Sin embargo, tras haber visto Scarlet en la gran pantalla y tener una gran expectativa, debo decir que ha sido un título que se me ha hecho realmente largo.
La historia no consigue atraparme por su ritmo que, en ciertos momentos, no logra situarte en escena.
Por otro lado, los personajes no logran transmitirme nada y, por mucho que el director lo intente, no logran tener buena química en pantalla, haciendo que la relación de los personajes principales sea muy forzada.
Además, contamos con una animación de 3D pintada, dejando de lado el tan maravilloso 2D que se utilizó en películas anteriores como en “Wolf Children” o en “La chica que saltaba tras el tiempo”.
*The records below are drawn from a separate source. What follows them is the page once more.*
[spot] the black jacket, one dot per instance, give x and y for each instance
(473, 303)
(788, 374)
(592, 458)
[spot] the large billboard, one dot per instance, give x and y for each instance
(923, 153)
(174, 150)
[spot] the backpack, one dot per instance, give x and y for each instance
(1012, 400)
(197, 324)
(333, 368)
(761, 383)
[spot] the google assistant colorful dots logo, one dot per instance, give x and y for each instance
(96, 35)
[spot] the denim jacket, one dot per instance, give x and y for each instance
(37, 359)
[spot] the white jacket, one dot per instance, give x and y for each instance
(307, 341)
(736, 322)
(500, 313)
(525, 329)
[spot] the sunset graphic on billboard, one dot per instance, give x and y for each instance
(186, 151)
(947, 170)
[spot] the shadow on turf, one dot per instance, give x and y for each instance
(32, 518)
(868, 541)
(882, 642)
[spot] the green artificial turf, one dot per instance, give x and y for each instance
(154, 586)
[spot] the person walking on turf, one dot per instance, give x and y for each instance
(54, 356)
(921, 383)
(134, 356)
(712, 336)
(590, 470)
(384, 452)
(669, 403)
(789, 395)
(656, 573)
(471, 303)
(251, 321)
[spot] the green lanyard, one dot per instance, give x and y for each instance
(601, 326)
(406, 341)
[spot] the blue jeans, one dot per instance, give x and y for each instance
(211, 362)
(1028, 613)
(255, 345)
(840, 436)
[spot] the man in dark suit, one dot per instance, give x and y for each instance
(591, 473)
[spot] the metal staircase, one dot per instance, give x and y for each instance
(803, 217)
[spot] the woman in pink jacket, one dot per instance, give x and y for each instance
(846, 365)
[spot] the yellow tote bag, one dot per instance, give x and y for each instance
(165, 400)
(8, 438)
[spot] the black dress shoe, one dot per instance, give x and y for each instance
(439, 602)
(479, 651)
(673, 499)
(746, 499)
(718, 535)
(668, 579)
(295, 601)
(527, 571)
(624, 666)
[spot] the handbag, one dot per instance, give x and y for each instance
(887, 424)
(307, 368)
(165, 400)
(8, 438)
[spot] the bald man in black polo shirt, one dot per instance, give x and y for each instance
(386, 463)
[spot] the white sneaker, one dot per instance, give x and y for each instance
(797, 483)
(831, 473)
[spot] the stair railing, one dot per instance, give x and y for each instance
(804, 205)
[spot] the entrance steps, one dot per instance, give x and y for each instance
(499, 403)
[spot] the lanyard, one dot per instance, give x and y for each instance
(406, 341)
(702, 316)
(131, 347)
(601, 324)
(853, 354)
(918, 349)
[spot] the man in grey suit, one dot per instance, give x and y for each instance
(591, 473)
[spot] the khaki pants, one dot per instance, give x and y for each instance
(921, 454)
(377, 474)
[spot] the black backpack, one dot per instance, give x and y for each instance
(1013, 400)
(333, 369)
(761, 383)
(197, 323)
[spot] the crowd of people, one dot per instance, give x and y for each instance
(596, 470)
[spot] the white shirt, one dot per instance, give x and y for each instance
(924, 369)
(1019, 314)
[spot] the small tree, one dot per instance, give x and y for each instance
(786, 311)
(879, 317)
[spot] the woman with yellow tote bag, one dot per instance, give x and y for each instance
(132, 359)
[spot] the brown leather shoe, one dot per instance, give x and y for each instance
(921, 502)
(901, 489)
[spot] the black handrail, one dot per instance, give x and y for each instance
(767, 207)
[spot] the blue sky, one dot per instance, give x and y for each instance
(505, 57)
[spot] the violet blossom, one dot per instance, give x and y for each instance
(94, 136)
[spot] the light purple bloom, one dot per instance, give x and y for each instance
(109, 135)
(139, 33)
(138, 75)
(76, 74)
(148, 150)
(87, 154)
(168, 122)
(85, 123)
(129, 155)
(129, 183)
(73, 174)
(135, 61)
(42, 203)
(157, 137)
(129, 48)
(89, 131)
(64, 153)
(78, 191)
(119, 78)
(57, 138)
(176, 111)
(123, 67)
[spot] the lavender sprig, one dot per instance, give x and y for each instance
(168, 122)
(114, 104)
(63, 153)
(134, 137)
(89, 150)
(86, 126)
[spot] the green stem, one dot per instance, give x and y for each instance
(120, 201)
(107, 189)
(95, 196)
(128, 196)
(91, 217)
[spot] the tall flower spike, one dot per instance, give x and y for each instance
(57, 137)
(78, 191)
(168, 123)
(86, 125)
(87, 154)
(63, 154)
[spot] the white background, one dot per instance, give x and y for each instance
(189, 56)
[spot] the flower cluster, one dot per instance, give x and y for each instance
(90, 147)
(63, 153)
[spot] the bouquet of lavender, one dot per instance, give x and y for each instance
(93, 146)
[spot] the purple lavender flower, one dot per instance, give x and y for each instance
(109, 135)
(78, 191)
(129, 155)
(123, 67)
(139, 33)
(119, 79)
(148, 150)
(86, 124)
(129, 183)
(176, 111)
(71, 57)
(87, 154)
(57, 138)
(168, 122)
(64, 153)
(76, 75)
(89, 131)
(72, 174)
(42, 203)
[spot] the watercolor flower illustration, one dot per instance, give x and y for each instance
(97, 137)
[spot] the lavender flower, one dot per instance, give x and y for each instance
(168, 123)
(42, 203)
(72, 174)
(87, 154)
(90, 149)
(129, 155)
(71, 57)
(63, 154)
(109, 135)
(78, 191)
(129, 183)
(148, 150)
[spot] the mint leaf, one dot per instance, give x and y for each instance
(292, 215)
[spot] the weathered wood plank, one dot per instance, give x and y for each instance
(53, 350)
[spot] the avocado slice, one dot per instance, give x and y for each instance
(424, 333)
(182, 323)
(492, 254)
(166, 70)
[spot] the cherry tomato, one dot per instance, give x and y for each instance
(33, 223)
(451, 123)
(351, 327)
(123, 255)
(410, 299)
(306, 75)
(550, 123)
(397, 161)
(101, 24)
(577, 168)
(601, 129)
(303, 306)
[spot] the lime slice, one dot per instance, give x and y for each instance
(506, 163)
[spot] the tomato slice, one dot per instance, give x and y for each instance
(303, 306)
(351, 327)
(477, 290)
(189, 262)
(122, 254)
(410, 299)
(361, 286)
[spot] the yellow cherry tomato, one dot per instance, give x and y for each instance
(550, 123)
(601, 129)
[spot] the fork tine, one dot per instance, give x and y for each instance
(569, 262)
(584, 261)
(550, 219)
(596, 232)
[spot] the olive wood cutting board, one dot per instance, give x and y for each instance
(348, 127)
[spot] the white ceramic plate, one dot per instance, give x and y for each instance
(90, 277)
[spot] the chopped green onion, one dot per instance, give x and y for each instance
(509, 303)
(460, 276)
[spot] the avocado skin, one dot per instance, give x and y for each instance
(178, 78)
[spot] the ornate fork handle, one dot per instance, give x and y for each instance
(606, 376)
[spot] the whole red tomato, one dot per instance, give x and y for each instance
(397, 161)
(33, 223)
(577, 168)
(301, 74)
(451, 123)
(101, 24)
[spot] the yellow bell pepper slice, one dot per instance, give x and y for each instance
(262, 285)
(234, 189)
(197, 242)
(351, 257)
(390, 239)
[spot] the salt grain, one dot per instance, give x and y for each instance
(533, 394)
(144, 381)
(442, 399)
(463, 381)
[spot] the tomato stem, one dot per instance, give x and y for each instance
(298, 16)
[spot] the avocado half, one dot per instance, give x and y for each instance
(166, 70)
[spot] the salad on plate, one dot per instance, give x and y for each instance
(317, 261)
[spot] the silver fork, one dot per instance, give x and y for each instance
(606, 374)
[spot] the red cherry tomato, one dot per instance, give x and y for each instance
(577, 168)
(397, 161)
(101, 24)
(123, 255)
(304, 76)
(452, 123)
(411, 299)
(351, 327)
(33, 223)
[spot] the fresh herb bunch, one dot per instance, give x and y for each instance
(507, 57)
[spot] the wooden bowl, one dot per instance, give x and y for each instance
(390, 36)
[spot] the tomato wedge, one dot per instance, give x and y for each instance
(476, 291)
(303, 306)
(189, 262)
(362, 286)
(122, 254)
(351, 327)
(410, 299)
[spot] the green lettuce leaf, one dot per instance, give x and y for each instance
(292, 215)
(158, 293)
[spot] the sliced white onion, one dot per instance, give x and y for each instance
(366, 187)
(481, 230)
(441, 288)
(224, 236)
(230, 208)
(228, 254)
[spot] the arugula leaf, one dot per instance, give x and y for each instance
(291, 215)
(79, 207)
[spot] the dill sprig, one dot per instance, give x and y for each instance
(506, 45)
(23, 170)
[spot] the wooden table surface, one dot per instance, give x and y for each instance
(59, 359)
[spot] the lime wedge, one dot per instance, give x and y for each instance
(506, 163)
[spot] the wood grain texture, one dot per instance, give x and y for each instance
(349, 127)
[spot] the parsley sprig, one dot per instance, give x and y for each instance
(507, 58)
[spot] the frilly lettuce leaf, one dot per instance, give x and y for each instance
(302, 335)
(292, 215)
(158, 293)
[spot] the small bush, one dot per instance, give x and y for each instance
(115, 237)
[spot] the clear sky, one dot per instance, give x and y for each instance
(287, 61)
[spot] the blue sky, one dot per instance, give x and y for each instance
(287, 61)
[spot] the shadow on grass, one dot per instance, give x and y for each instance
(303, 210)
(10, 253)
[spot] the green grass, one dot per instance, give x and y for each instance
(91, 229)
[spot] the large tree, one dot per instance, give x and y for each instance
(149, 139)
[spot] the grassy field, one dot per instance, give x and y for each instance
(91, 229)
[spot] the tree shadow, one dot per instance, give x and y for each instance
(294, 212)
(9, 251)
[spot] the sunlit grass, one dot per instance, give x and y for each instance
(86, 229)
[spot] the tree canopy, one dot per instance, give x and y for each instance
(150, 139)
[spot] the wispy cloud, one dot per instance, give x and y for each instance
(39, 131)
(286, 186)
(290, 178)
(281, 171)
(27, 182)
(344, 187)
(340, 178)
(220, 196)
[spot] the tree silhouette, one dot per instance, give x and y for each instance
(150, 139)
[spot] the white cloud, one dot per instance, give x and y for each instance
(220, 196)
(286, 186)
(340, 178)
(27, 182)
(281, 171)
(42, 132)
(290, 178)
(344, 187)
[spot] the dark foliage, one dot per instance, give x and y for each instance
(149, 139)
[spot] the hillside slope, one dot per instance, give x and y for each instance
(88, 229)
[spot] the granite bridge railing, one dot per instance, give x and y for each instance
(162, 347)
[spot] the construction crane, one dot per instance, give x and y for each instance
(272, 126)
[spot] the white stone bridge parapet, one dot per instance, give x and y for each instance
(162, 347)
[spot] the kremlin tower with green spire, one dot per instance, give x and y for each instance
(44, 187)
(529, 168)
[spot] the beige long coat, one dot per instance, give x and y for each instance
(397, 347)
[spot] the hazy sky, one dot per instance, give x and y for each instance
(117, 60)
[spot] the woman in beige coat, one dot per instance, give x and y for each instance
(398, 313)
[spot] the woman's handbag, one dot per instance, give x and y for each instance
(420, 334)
Al menos las escenas de acción han estado a la altura y se han visto fluidas en todo momento, dejando de lado movimientos robóticos, como hemos visto en otros títulos que ha sido creados con un CGI pobre.
Ha sido decepcionante, pero al menos no he sentido que haya perdido el tiempo, como en otras ocasiones. De ahí que le ponga la nota que le he puesto… pero si he visto como un icono del cine anime japonés ha hecho que su sello no esté a la altura de Makoto Shinkai o Hayai Miyazaki.